Difference between revisions of "Butterworth Filters"

Butterworth filters are a class of all-pole filters, where the poles of the normalized transfer function are equally spaced along the unit circle (${\displaystyle \omega _{0}=1\,{\text{rad/s}}}$). This results in a maximally flat pass-band magnitude response, or equivalently:

${\displaystyle \left.{\frac {\partial ^{N}\left|H\left(j\omega \right)\right|}{\partial \omega ^{N}}}\right|_{\omega =0}=0}$

(1)

This means that the ${\displaystyle N^{\text{th}}}$ derivative of the magnitude at DC is zero.

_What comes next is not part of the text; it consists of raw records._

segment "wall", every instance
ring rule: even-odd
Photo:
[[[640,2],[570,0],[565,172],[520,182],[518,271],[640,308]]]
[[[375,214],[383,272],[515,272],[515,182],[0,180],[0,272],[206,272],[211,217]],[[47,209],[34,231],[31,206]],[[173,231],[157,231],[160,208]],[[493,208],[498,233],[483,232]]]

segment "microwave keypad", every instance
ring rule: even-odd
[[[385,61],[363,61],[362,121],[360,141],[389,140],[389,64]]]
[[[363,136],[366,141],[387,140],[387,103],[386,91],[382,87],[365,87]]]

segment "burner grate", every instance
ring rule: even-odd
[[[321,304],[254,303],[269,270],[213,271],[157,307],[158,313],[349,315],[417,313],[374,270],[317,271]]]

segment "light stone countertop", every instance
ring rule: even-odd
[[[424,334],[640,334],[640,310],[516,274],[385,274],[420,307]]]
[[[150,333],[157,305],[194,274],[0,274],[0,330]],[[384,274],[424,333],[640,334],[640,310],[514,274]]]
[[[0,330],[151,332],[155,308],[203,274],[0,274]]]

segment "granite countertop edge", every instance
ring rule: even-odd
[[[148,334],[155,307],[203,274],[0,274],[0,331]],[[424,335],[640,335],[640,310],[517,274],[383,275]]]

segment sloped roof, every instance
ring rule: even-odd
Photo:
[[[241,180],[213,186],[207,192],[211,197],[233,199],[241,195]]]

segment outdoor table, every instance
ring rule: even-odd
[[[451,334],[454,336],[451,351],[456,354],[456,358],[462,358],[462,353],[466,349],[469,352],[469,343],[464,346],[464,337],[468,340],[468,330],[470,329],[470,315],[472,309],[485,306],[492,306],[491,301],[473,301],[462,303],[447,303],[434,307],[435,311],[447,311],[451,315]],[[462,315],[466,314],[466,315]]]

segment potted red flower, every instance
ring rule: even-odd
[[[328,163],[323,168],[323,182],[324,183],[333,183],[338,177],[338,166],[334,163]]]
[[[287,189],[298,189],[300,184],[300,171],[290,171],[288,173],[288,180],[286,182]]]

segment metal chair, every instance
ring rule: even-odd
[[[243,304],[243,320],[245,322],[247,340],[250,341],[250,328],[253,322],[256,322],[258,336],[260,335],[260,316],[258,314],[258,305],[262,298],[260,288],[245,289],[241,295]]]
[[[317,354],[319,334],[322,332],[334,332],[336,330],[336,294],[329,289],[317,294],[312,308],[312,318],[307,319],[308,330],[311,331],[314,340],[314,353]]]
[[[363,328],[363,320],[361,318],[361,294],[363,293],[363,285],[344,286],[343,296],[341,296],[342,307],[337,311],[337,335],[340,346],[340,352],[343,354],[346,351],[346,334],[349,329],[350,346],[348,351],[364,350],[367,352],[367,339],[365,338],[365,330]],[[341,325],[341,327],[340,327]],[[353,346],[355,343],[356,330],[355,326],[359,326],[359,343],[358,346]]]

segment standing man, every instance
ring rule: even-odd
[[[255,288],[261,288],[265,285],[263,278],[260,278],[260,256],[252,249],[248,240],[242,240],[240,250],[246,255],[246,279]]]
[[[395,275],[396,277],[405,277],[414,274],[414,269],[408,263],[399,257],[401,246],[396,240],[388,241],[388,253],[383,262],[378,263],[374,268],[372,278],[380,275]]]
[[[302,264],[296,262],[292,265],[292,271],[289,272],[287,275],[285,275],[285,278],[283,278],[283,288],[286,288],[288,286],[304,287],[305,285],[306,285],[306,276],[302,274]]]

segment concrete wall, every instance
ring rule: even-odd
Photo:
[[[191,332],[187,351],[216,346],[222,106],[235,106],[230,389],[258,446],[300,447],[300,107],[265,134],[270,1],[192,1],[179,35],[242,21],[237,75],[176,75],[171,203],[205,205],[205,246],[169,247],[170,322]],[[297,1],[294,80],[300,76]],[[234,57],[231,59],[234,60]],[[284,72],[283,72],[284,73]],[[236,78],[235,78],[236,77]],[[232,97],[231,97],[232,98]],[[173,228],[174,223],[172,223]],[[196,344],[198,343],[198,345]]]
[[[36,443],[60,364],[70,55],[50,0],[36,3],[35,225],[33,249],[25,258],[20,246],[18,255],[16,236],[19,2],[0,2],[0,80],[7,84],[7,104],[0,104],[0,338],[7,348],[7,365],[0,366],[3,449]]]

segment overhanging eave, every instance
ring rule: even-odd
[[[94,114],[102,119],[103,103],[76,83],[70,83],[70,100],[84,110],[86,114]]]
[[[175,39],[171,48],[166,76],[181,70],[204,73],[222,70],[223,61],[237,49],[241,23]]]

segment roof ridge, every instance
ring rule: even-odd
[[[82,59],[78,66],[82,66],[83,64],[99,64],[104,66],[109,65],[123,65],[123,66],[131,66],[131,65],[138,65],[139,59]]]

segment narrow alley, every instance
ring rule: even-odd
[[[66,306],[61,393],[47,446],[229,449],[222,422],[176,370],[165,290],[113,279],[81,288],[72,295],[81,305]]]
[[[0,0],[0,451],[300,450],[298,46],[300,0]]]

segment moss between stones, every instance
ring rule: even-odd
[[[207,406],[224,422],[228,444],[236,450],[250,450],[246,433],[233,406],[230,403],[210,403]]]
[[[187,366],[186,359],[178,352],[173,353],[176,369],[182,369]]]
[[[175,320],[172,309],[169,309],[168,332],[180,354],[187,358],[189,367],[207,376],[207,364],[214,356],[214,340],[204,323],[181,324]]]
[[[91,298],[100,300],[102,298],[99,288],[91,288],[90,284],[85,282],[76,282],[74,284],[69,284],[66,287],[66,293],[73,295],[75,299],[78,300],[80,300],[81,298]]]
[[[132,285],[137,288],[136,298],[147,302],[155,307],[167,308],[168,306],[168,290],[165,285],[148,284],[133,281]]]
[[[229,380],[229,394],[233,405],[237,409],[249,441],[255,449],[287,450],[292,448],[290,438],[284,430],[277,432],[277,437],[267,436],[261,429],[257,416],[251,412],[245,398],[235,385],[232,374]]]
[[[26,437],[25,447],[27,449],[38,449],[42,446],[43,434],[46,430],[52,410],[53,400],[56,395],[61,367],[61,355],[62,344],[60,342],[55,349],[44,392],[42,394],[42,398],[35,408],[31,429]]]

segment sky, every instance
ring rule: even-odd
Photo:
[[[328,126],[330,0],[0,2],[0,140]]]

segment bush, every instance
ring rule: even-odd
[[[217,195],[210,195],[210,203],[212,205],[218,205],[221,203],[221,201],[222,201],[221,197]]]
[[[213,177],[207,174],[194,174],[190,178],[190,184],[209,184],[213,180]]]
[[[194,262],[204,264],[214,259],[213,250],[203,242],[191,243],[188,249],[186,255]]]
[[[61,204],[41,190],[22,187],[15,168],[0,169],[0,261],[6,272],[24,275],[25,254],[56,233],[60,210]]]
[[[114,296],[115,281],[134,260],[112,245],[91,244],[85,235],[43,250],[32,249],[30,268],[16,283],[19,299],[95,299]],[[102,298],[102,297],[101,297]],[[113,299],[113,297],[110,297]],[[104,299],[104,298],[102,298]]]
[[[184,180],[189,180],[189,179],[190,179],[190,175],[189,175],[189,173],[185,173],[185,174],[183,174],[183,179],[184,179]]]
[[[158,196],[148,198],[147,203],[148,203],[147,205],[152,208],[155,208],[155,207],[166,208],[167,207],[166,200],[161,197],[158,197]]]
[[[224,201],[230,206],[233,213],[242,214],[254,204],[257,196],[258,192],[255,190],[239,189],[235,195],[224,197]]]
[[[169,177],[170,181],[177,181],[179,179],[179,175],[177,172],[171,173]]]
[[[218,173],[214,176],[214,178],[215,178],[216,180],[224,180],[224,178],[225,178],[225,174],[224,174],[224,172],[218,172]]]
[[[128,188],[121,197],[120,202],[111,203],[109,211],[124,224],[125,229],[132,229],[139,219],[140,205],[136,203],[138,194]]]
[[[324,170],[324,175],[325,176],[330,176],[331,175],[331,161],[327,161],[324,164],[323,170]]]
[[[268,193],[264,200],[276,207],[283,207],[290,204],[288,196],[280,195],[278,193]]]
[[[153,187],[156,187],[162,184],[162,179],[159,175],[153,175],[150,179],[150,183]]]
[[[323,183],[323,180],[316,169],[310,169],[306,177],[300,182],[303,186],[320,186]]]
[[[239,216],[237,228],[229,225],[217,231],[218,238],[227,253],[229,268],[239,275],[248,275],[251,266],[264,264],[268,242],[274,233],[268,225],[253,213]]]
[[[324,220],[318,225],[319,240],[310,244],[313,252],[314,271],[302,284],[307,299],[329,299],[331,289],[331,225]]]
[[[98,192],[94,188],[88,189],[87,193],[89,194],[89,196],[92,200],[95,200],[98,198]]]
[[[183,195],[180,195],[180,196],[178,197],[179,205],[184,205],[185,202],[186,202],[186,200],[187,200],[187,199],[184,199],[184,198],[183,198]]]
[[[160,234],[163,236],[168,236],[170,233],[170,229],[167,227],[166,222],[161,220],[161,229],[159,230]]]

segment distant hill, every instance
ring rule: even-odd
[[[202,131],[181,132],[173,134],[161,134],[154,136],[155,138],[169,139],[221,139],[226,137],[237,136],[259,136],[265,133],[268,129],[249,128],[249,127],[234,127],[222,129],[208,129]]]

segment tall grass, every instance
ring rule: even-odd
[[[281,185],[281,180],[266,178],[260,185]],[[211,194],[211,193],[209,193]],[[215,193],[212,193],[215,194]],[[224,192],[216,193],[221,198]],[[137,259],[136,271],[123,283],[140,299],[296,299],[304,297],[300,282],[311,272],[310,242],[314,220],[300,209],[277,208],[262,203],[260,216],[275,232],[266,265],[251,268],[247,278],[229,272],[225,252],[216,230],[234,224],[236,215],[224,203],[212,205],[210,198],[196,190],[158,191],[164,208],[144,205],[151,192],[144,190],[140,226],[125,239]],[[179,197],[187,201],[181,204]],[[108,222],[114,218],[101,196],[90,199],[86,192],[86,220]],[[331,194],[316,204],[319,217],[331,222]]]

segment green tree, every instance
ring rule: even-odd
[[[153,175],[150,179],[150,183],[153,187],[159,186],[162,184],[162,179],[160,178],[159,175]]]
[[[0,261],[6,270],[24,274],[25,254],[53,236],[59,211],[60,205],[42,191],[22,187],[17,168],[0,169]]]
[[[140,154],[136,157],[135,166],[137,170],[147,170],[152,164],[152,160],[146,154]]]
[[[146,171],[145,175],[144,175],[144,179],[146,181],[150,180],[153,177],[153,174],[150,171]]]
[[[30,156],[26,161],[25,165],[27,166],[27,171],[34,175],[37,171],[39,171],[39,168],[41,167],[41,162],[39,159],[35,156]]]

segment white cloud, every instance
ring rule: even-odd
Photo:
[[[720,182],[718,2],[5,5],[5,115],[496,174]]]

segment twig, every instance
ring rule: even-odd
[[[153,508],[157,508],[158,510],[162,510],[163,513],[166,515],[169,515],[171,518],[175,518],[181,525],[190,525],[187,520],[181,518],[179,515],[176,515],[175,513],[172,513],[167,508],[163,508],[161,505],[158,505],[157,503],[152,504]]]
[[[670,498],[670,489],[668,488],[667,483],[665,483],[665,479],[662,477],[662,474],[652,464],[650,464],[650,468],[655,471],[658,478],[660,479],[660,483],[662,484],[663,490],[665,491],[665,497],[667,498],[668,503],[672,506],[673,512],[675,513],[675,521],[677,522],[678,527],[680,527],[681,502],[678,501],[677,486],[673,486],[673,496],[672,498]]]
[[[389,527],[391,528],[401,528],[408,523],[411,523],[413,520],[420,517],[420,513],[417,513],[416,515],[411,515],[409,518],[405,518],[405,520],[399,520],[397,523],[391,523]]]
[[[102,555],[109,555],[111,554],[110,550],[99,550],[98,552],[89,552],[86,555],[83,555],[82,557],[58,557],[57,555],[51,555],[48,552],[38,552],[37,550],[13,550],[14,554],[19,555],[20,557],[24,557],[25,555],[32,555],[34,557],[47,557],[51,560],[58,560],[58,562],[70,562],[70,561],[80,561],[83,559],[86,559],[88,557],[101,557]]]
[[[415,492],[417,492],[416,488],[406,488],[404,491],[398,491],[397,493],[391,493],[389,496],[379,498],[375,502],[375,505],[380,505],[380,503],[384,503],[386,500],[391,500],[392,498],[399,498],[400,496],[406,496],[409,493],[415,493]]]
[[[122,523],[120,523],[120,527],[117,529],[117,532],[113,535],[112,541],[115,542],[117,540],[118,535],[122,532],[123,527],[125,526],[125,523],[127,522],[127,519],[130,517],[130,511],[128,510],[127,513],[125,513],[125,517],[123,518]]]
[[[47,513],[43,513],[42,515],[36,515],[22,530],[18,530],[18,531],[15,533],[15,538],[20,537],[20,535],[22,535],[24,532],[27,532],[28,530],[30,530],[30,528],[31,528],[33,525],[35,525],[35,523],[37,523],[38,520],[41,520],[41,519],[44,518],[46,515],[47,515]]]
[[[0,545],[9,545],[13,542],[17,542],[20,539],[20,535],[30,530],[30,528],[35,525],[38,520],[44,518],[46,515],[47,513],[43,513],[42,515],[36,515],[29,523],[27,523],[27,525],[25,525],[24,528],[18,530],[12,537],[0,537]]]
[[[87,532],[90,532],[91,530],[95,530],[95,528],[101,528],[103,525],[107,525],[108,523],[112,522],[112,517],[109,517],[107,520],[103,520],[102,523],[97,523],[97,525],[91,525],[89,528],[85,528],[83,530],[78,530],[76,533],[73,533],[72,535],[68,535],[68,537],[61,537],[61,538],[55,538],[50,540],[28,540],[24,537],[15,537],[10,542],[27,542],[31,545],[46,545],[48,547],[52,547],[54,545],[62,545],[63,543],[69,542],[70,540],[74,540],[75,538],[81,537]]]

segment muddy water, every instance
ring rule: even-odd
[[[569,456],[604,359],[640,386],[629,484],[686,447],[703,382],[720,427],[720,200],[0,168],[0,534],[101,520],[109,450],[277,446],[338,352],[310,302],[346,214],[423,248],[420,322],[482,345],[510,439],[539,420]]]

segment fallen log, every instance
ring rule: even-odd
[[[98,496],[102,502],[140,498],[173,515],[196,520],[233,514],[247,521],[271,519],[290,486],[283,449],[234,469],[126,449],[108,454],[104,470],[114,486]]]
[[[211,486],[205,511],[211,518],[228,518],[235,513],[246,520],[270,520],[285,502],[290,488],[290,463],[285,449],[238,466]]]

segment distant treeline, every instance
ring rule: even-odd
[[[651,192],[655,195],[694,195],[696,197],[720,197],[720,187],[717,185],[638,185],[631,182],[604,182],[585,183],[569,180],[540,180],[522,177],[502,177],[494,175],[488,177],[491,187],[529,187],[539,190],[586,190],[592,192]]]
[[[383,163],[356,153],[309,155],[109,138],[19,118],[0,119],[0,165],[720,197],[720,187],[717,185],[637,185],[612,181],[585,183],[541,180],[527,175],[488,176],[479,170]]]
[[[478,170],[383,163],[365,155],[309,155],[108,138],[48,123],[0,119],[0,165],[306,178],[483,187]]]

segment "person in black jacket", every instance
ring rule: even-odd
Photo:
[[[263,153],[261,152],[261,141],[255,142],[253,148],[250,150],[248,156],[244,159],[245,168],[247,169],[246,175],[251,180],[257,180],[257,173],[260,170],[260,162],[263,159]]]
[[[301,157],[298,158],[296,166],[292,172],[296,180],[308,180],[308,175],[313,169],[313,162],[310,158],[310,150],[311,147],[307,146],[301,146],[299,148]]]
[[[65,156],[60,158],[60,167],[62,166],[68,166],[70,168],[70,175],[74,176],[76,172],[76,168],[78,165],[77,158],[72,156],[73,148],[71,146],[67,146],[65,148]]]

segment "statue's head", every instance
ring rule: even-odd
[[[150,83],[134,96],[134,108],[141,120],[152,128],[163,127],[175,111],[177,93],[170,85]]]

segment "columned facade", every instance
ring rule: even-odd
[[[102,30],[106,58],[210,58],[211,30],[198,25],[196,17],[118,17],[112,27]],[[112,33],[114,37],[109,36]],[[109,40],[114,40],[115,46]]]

The Low-Pass Butterworth Filter

The low-pass Butterworth filter has the following magnitude response:

${\displaystyle \left|H\left(j\omega \right)\right|^{2}={\frac {1}{1+\left({\frac {\omega }{\omega _{0}}}\right)^{2N}}}}$

(2)

Where ${\displaystyle N}$ is the filter order and ${\displaystyle \omega _{0}}$ is the ${\displaystyle -3\,{\text{dB}}}$ frequency. Note that ${\displaystyle \left|H\left(j\omega \right)\right|^{2}=\left|H\left(s\right)\right|^{2}=H\left(s\right)\cdot H^{*}\!\left(s\right)=H\left(s\right)\cdot H\left(-s\right)}$ at ${\displaystyle s=j\omega }$. Thus:

${\displaystyle H\left(s\right)\cdot H\left(-s\right)={\frac {1}{1+\left({\frac {-s^{2}}{\omega _{0}^{2}}}\right)^{N}}}}$

(3)

Thus, the poles are the roots of:

${\displaystyle 1+\left({\frac {-s^{2}}{\omega _{0}^{2}}}\right)^{N}=0}$

(4)

Or equivalently:

${\displaystyle {\frac {-s^{2}}{\omega _{0}^{2}}}=\left(-1\right)^{\frac {1}{N}}}$

(5)

Since we can write ${\displaystyle -1=e^{j\pi }}$, the ${\displaystyle N}$ roots of ${\displaystyle \left(-1\right)^{\frac {1}{N}}}$ can be written as:

${\displaystyle \left(-1\right)^{\frac {1}{N}}=e^{j\pi {\frac {2k-1}{N}}}}$

(6)

For ${\displaystyle k=1\ldots N}$. Thus, we get:

${\displaystyle -{\frac {s^{2}}{\omega _{0}^{2}}}=e^{j\pi {\frac {2k-1}{N}}}}$

(7)

Solving for ${\displaystyle s}$, we get the poles of the low-pass Butterworth filter:

${\displaystyle {\begin{aligned}s&=\omega _{0}\left(-1\cdot e^{j\pi {\frac {2k-1}{N}}}\right)^{\frac {1}{2}}\\&=\omega _{0}\left(e^{j\pi }\cdot e^{j\pi {\frac {2k-1}{N}}}\right)^{\frac {1}{2}}\\&=\omega _{0}\cdot e^{j\pi {\frac {2k+N-1}{2N}}}\\&=p_{k}\end{aligned}}}$

(8)

We can then write:

${\displaystyle H\left(s\right)={\frac {1}{\displaystyle \prod _{k=1}^{N}{\frac {s-p_{k}}{\omega _{0}}}}}}$

(9)